REITs Left Behind In The Post-Election Day Stock Market Surge
The surge in the stock market following Donald Trump’s historic election victory didn't extend to publicly traded real estate owners, many of whom saw their share prices drop Wednesday.
The FTSE Nareit Index, which tracks the performance of U.S. REIT stocks, was down nearly 3% as of 12:45 p.m. ET, even as the Dow Jones Industrial Average spiked more than 3% and the S&P 500 hit an all-time high.
When trading opened hours after Trump was declared the winner of the presidential election, shares of owners of traditional asset classes like office, retail and multifamily opened higher than their Tuesday close, but by noon nearly every REIT sector was in the negative.
The most notable exception was hotel REITs — the FTSE Nareit hotel/lodging index was up almost 5% by early afternoon.

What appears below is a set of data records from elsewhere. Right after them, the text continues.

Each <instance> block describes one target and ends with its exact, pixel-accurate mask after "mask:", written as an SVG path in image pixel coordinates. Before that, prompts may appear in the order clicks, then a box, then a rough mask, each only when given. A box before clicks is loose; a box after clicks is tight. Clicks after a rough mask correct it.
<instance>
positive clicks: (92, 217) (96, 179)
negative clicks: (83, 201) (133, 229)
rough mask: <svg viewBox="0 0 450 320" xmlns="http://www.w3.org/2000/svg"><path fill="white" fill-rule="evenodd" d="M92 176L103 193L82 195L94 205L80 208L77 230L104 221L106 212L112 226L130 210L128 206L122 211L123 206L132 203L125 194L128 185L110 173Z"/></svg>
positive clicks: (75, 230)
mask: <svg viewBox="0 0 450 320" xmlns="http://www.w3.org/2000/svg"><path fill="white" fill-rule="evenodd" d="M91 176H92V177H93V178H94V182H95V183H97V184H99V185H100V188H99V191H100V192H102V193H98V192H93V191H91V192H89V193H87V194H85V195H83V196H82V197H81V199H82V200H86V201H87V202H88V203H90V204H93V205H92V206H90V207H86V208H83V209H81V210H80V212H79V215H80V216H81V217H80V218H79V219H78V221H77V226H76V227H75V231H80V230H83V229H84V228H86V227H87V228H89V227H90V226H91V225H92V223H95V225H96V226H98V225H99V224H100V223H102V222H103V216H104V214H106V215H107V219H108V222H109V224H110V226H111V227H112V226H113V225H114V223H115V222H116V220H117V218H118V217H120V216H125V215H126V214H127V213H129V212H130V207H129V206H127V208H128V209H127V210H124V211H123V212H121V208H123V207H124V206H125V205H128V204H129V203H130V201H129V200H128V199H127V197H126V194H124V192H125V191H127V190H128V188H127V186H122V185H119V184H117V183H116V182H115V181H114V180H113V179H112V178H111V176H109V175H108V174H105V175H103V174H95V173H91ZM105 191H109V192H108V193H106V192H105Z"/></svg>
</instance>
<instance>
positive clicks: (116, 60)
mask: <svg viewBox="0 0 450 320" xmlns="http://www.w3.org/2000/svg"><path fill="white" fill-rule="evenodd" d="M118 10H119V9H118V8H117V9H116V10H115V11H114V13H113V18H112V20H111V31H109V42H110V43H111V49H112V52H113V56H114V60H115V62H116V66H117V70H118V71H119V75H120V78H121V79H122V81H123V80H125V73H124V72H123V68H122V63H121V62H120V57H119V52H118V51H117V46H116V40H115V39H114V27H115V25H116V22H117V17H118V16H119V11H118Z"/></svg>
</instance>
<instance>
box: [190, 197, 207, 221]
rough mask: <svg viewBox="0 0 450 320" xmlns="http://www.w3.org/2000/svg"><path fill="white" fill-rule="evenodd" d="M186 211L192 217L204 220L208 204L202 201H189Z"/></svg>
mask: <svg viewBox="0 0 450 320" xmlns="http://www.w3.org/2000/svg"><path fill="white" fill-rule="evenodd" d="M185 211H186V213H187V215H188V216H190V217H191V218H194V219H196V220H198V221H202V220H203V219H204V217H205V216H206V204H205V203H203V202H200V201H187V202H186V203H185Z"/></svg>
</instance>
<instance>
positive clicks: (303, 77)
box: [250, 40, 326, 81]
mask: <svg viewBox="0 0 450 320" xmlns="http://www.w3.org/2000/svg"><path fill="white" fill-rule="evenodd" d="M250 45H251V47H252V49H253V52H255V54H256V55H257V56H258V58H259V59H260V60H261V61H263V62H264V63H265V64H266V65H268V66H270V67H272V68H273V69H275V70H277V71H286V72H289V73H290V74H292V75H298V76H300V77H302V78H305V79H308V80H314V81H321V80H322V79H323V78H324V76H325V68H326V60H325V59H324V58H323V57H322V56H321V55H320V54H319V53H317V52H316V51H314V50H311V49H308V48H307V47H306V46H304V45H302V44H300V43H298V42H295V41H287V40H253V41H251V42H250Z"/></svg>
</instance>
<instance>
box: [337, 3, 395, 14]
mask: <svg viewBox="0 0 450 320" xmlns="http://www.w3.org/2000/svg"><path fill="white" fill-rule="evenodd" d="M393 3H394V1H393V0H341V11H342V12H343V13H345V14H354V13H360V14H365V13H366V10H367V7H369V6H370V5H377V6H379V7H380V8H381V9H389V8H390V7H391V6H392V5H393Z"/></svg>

Investors likely noted that the yield on 10-year Treasury notes, a benchmark for commercial real estate loans, jumped to 4.46% following Trump’s win and a possible Republican sweep of Congress. That is the highest level for 10-year notes since early July.
The movement could be a sign that investors believe Trump’s economic policy, which includes vows to enact sweeping tariffs on imports and conduct mass deportations, will build pressure on U.S. inflation all over again.
“Interest rates are likely to be higher after a Trump presidency,” said Mark Vitner, chief economist of Piedmont Crescent Capital, an economic advisory service, and former chief economist of Wells Fargo. “There is fear of larger budget deficits in the very near term. And that’s what’s weighing on REITs.”
Bank stocks surged some 10% at the peak Wednesday as investors priced in reduced regulations from another Trump administration, CNBC reported. JPMorgan Chase, Bank of America, Goldman Sachs, Wells Fargo, Citigroup and Morgan Stanley all saw stock gains Wednesday morning, Yahoo Finance reported.
“This should aid all banks,” Mike Mayo, an analyst with Wells Fargo, told Yahoo, adding the Trump win creates a “new era after 15 years of harsher regulation.”
Freddie Mac and Fannie Mae stocks also soared after the election was called for Trump. Larry Kudlow, who served as the director of the National Economic Council during Trump's first term, and other key figures in Trump’s camp discussed privatizing the government-sponsored lenders in the run-up to the election.